Employers need to consider each situation of unauthorised absence on an individual basis, employees will often have an excuse for failure to attend work. This can be confusion on their shift patterns or workdays which normally would not be an excusable reason, however, the sudden death of a family member or being involved in a serious accident would normally be sufficient to justify the absence.
The disciplinary hearing should be conducted in line with the company’s normal disciplinary procedure.
If the employee fails to attend the disciplinary hearing and there has been no contact from the employee or any information received, the meeting should be rescheduled, and the employee allowed one more opportunity to attend.
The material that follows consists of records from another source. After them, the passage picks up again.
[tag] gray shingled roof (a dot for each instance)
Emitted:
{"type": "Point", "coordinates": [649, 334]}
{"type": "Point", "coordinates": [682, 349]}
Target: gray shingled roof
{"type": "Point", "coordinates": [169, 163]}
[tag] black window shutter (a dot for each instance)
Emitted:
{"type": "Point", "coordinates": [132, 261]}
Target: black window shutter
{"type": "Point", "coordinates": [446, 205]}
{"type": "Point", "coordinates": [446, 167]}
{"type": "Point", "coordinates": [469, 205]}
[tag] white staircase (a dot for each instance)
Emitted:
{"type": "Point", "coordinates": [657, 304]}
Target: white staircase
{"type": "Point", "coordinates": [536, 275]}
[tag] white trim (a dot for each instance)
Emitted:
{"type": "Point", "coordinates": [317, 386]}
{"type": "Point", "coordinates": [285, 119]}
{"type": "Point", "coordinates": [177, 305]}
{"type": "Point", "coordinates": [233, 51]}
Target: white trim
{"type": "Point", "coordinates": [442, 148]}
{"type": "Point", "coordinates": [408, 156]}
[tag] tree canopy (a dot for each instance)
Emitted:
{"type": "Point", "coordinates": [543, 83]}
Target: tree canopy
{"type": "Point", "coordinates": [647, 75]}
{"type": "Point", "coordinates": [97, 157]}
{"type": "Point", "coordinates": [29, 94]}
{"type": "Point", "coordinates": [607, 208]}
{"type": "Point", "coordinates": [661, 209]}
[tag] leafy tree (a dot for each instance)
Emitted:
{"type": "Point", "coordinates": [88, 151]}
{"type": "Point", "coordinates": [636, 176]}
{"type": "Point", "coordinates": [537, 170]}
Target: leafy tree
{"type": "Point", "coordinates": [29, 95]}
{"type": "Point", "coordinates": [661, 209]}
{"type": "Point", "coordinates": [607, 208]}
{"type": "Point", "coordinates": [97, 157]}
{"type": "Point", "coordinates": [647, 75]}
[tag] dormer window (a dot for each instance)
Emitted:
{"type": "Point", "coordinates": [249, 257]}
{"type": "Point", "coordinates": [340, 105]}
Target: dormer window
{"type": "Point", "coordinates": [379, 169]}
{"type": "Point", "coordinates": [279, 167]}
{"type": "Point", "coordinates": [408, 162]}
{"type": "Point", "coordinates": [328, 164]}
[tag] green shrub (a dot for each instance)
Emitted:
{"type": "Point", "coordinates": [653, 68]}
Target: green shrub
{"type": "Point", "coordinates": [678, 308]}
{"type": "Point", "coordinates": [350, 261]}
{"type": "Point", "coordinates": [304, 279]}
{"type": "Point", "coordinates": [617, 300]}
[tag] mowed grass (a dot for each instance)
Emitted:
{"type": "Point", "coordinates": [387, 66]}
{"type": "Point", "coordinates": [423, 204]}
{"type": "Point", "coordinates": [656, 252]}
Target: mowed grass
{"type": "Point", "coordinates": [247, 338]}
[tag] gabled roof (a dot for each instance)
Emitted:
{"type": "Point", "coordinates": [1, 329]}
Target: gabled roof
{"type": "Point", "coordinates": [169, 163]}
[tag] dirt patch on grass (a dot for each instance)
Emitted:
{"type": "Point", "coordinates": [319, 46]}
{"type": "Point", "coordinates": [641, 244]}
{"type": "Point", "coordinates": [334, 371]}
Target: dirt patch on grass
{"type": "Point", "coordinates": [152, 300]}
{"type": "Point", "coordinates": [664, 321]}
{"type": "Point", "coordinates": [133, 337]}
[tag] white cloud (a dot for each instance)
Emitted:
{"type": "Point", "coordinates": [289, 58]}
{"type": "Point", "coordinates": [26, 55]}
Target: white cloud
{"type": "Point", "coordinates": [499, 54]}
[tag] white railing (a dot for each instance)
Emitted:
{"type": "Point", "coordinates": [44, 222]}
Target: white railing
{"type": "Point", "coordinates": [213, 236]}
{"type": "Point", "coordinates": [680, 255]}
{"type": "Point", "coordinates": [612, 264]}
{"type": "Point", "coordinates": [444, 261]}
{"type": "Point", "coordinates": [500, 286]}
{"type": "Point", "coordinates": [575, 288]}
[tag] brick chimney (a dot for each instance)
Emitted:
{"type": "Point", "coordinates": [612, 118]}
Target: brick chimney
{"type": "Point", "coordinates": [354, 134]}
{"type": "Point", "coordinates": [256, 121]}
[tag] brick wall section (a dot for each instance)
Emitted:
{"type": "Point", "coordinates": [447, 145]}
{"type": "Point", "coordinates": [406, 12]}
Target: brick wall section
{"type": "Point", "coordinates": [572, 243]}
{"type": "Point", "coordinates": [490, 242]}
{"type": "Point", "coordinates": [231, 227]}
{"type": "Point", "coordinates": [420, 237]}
The letter of invitation sent to the employee should be sent again by recorded delivery and to their email address if they have one. The letter should also state that it is a rescheduled disciplinary and if the employee fails to attend or make contact with the company then this will result in the hearing being held in the employee’s absence and a decision will be made in their absence.
If a disciplinary sanction is issued to the employee, then the employee must be given the right to appeal in line with the disciplinary policy.
An employee has the statutory right to be accompanied at any disciplinary hearing by either a colleague or a trade union representative.
What are the consequences of unauthorised absences?
An employee who has a history of unauthorised absences may receive a written warning that outlines potential severe disciplinary action if the behaviour persists. The ultimate disciplinary measure that an employer could take is the termination of employment.
Can employment be dismissed due to an unauthorised absence?
Yes, an employee can be fired for misconduct, including consistent tardiness or unauthorised absence from work. To ensure a fair dismissal, the employer should schedule a meeting with the employee and explain the reason for the dismissal.